Father Aedan coerced me to the cathedral every day so that I could be seen, touched, even prayed to, which alarmed me to the point that I refused to leave the house unless the prayers stopped.
So the villagers sang to me instead.
She came amidst the tempered fire
The bride that was to be
And offered up her tender heart
Between the oaken trees
Hers was a gift of peace and honor
Given to the town
Children, at night, when you look up Her child is looking down
The scriptures had promised I would be immortalized in song, but I’d never imagined I’d be able to hear the song. It was a lovely, haunting melody that played in my dreams at night.
My eighth day in Endwever, I watched my stone likeness as I stood in the apse of the cathedral during a service. The song, like a lullaby, echoed all around me. And I realized I was no different than the statue that had been carved in my honor. Unmoving, unchanging, and completely subject to the whims of those around me.

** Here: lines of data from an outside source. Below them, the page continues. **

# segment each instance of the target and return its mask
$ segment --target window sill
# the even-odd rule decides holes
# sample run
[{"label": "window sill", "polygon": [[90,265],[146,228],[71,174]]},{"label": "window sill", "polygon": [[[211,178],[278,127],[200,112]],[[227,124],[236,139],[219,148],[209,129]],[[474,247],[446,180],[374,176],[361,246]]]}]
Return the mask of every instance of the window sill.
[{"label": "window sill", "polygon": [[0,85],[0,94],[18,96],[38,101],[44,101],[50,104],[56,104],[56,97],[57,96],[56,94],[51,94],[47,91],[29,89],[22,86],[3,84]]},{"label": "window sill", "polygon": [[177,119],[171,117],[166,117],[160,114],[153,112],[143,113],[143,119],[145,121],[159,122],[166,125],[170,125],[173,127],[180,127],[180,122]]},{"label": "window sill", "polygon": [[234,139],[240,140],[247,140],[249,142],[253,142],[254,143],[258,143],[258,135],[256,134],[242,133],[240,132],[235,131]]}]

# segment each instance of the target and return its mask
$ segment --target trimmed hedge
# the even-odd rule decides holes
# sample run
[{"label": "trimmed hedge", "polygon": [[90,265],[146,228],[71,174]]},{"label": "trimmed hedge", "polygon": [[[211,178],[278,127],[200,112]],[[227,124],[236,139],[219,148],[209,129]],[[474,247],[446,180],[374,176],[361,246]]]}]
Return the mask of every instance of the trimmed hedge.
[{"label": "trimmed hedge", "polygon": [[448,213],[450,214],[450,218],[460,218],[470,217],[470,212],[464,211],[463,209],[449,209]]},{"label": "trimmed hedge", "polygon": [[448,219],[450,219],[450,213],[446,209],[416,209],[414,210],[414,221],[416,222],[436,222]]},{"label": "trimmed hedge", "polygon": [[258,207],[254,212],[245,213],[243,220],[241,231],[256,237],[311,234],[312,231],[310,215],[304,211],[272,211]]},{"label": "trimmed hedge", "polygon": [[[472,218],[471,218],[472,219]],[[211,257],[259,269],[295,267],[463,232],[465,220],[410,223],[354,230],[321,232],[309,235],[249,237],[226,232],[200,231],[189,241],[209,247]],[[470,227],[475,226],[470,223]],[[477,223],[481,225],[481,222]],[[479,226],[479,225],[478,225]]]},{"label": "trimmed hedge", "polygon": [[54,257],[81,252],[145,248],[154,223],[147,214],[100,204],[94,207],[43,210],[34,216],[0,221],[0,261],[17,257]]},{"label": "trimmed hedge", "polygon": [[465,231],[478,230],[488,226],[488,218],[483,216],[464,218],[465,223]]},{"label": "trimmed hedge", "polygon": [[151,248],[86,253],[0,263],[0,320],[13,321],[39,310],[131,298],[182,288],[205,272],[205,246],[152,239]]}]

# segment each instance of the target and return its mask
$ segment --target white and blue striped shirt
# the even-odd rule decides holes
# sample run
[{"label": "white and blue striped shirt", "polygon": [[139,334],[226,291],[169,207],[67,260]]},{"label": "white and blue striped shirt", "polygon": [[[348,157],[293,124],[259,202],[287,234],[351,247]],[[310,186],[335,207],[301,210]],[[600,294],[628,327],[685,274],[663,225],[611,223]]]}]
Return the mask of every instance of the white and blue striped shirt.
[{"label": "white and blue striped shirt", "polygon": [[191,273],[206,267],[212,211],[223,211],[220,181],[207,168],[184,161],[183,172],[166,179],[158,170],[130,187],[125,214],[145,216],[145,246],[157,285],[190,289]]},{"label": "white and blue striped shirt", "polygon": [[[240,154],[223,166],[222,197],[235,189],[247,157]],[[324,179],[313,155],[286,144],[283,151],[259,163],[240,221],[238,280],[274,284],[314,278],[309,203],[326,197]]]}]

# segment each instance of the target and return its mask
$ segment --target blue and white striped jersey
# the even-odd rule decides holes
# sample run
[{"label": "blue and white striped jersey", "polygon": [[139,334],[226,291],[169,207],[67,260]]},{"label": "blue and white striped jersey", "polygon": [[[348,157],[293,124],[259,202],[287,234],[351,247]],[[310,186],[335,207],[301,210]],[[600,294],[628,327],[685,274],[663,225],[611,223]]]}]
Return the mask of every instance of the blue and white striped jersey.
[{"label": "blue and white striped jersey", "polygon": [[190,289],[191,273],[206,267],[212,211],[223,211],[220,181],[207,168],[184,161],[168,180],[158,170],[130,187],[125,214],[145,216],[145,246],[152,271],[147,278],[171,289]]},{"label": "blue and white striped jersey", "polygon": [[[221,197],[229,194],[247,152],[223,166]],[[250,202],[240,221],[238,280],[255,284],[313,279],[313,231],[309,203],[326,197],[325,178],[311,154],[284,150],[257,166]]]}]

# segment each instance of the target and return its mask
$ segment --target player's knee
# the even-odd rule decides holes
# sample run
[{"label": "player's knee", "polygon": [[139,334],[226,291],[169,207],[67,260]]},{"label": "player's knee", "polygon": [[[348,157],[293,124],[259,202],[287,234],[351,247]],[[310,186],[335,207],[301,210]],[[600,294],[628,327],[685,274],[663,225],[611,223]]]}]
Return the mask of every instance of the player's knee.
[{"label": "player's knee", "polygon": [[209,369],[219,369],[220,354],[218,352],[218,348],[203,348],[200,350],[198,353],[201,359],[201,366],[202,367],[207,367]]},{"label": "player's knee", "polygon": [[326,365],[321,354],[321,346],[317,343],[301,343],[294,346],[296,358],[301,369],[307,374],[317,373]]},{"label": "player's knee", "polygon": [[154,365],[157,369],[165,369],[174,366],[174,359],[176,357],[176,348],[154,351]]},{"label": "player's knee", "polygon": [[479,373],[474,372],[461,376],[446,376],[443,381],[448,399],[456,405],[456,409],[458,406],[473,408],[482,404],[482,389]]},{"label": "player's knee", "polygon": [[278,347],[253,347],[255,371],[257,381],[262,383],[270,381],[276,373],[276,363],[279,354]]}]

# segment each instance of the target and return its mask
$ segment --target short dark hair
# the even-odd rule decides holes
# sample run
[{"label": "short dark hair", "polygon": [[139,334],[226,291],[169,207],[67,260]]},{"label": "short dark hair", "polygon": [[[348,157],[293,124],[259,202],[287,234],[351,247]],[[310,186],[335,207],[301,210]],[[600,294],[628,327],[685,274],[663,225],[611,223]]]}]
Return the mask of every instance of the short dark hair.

I had sacrificed myself for the good of those whom I loved. And, admittedly, for somewhat selfish reasons. My departure had been spun into songs and stories, stretched and emboldened over generations, idolized to the point where I was placed above the Sun.
It felt wrong.
I hated it.
The only thing I wanted was family and a place to belong, and if such a thing existed for me, it was across the country in the city of Nediah. But I would never have it if I could not leave the place of my birth. I glanced at the amber stripe of the holy ring on my finger. The Sun could find me as long as it was activated, but when would He find me? He had mentioned trouble with the moon before I left. How long would those celestial politics take to resolve?